'Pix Pensão Alimentícia': o que prevê projeto que deve ser votado hoje em comissão do Senado
Texto institui a transferência automática de pensão alimentícia da conta do pagador para a conta do filho ou do responsável legal, de forma semelhante a um débito automático
A Comissão de Constituição, Justiça e Cidadania (CCJ) do Senado deve votar nesta quarta-feira, 10, o projeto de lei que institui a transferência automática de pensão alimentícia, apelidado de "Pix Pensão Alimentícia".
A ideia foi levada ao gabinete da deputada Tabata Amaral (PSB-SP) pela economista Luiza Rodrigues. Aprovada na CCJ da Câmara dos Deputados em setembro do ano passado, a proposta foi remetida ao Senado para análise em outubro do mesmo ano.
Atualmente, a pensão alimentícia é debitada automaticamente do salário do pagador que tem emprego formal. No entanto, quando o pagador é autônomo, microempreendedor individual e empresário, o beneficiário precisa acionar a Justiça a cada atraso, o que pode tornar o processo mais longo e burocrático.

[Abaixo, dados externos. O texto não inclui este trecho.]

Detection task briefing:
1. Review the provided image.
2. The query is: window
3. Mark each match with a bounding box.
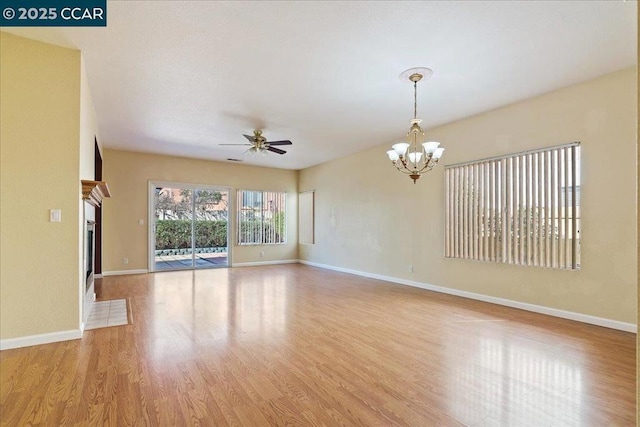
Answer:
[298,191,315,244]
[445,142,581,270]
[238,190,287,245]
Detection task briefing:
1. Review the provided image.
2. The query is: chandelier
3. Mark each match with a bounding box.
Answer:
[387,67,444,184]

O texto aprovado na Câmara prevê que o juiz possa autorizar a transferência automática do valor da pensão alimentícia da conta do devedor para a conta do filho ou do responsável legal, de forma semelhante a um débito automático. A medida deve reduzir atrasos e trazer mais agilidade ao processo.
Ao elaborar o projeto, Luiza incluiu a utilização do Sistema de Busca de Ativos do Poder Judiciário (Sisbajud), ferramenta eletrônica que conecta o Judiciário ao Banco Central (BC) e às instituições financeiras.
A principal finalidade do Sisbajud é permitir que juízes localizem valores em contas correntes, poupanças e aplicações em ativos financeiros e determinem bloqueios para pagamento de dívidas judiciais. No caso do "Pix Pensão Alimentícia", o sistema seria usado para localizar valores nas contas e aplicações de pais e mães que atrasem o pagamento da pensão aos filhos.
"Muitíssimos juízes ordenam a 'teimosinha', que é uma ordem judicial diária até achar o valor na conta, porque na imensa maioria das vezes o devedor rapa a conta antes da penhora", explica a economista. Neste caso, de acordo com ela, a "teimosinha" vai varrer a conta dos devedores até achar o valor para pagamento de pensão.
Caso não haja valores suficientes para a transferência automática na conta do pagador, também poderá haver penhora de outros bens, como automóveis e imóveis. O projeto prevê ainda a penhora de valores depositados em conta de empresário individual, limitada ao montante das prestações alimentícias em atraso.
"Na prática, se o executado não tiver dinheiro na conta, vai haver penhora recorrente sem necessidade de nova petição. Isso vai revolucionar a pensão alimentícia usando uma tecnologia bancária e um sistema já consolidado", disse a economista ao Estadão/Broadcast, ressaltando que nenhum país do mundo tem um sistema como esse.
"Será o uso mais legal do Sistema Financeiro Nacional. Tecnologia a favor da criança mais vulnerável, aquela que o genitor abandonou", afirmou Luiza.
A CCJ também aprovou nesta quarta-feira, em votação simbólica, a proposta de emenda à Constituição (PEC) que cria um regime jurídico próprio e concede autonomia orçamentária e financeira ao BC.
Atualmente, o BC é uma autarquia de natureza especial, sem vinculação ou subordinação hierárquica a qualquer ministério ou órgão do governo federal. O projeto pretende transformá-lo em entidade pública de natureza especial, integrante do setor público financeiro e dotada de poder de polícia, incluindo atividades de regulação, supervisão e resolução.
Após ser aprovada na CCJ, a PEC ainda precisa passar por dois turnos de votação do plenário do Senado e, depois, seguir para análise da Câmara.